As far as I can tell, the Pivot Table Problem™ only exists for
people who have actively put on blinders so that they can only see
data one way.
This leads to the following.
The context appears to be millions of rows of data. Hundreds of
columns. It appears that someone we'll call DesKtop tried to load a
spreadsheet to "pivot" the data. And the spreadsheet -- of course --
breaks because it's too much data.
DesKtop then calls the DBA.
DesKtop: "We need to load a table and use the database to create a
spread-sheet like pivot table."
DBA: "Okay. Cool. It's complex SQL, though. Check this out..." They
look at the Oracle 11g PIVOT and UNPIVOT.
DesKtop: "Oh my. That's really complex. Okay, I guess that's the only
choice, right?"
DBA: "Right, it is our only possible choice."
Wrong.
[I heard about this from DBA who sent me a "humble brag" about
something that can only be done with hyper-complex SQL query. DBA had
found a Python tutorial on Pandas that mentioned pivoting. The humble
brag point was this: the Python stuff was just as hyper-complex as the
SQL. Apparently, DBA conflated the entire tutorial with the one line
of code that was the pivot example.]
If you restructure the data into (row key, column key, cell value)
triples, you don't have a Pivot Table Problem™ any more. You have
a SELECT reduction() GROUP BY row vs. SELECT reduction GROUP BY
column kind of query. There's no "pivot". Maybe it's a conceptual
pivot but there's no hyper-complex SQL.
It requires a non-trivial loader to transform data that's in row order
and explode it into triples. This isn't the kind of thing a program
like Oracle's SQL*Loader or other bulk loader does particularly well.

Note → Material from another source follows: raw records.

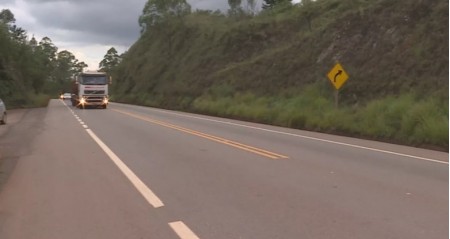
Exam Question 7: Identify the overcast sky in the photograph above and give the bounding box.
[0,0,298,70]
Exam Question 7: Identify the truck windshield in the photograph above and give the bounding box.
[80,76,108,85]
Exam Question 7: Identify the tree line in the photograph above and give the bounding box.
[0,9,88,107]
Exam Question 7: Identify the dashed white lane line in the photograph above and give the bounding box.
[62,100,200,239]
[86,129,164,208]
[169,221,200,239]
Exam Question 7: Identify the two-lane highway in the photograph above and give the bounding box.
[0,100,449,239]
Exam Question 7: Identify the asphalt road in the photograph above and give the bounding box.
[0,100,449,239]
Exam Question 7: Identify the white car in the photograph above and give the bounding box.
[0,99,6,124]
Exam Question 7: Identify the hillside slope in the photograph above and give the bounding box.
[113,0,449,147]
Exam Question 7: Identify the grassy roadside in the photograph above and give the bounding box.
[192,85,449,151]
[3,94,54,110]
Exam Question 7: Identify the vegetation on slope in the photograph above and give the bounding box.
[112,0,449,148]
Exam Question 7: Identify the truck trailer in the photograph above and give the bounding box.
[71,72,111,109]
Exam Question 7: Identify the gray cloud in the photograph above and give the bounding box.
[19,0,241,46]
[0,0,262,68]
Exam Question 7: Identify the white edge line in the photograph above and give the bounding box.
[86,129,164,208]
[138,106,449,165]
[169,221,200,239]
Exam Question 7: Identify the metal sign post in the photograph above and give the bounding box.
[327,63,348,108]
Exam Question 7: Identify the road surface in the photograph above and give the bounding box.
[0,100,449,239]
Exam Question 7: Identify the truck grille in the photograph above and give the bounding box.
[83,95,104,103]
[84,90,105,95]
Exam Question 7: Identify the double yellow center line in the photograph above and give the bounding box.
[112,109,288,159]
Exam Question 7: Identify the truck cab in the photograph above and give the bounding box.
[71,72,111,109]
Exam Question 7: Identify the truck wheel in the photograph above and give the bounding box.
[0,112,7,124]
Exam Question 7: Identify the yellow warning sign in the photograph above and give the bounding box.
[327,63,348,90]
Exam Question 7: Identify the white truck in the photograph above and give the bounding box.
[71,72,111,109]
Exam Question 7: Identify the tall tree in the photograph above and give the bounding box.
[246,0,256,15]
[99,47,121,73]
[0,9,16,24]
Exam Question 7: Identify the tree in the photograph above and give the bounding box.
[262,0,292,10]
[0,9,16,24]
[139,0,191,33]
[98,47,121,73]
[246,0,256,15]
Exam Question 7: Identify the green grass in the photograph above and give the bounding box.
[193,84,449,149]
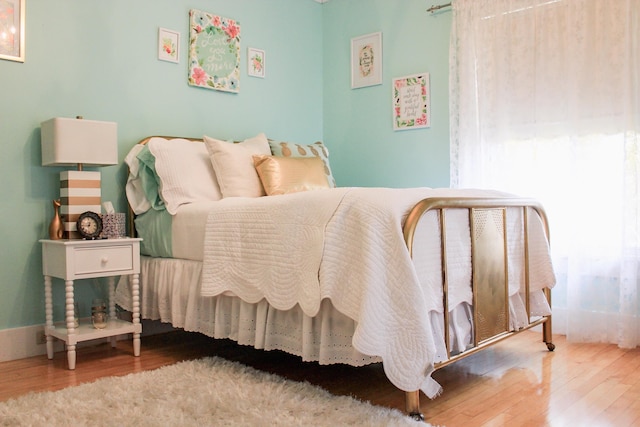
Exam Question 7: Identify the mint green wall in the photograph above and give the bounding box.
[322,0,451,187]
[0,0,450,329]
[0,0,322,329]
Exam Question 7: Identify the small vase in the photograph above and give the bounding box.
[49,200,64,240]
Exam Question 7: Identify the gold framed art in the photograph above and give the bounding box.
[0,0,25,62]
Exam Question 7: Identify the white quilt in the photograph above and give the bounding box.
[202,188,554,397]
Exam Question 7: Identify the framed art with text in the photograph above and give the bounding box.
[351,32,382,89]
[391,73,431,130]
[189,9,240,93]
[0,0,25,62]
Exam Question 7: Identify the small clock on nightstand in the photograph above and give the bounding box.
[76,211,102,240]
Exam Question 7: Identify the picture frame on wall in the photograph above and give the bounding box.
[391,73,431,130]
[188,9,240,93]
[158,28,180,64]
[351,32,382,89]
[247,47,266,78]
[0,0,26,62]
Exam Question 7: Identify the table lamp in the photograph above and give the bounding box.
[41,116,118,239]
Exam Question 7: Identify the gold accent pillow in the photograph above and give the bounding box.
[253,156,329,196]
[269,140,336,188]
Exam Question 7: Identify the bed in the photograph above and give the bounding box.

In Python (without using Pandas) we can expand the data into triples
like this:
for row in reader: for column in column_names: new_row = row['key'], column, row[column] insert...
The idea here is that we're using something like a csv DictReader. We
have a list of column names we'd like to pivot. In many row-oriented
data sets, there are columns we might like to ignore. For example, the
row key column itself shouldn't be exploded into a (row key, column
key, row key) triple.
This restructuring idea applies in full force to doing Python-based
reduction of the data. Forget loading a database in the first place.
by_column = defaultdict(list) for row in reader: for column in column_names: by_column[column].append(row[column])
We've summarized each column's data into a list of values. This is the
"GROUP BY" part of the SQL. Now we can do reductions on the values in
each column-based list.
from statistics import mean for column in by_column: print(column, sum(by_column[column]), mean(by_column[column]))
We've done sum and mean reductions on the values in each column. We
can -- of course -- layer in mapping and filtering if that's required.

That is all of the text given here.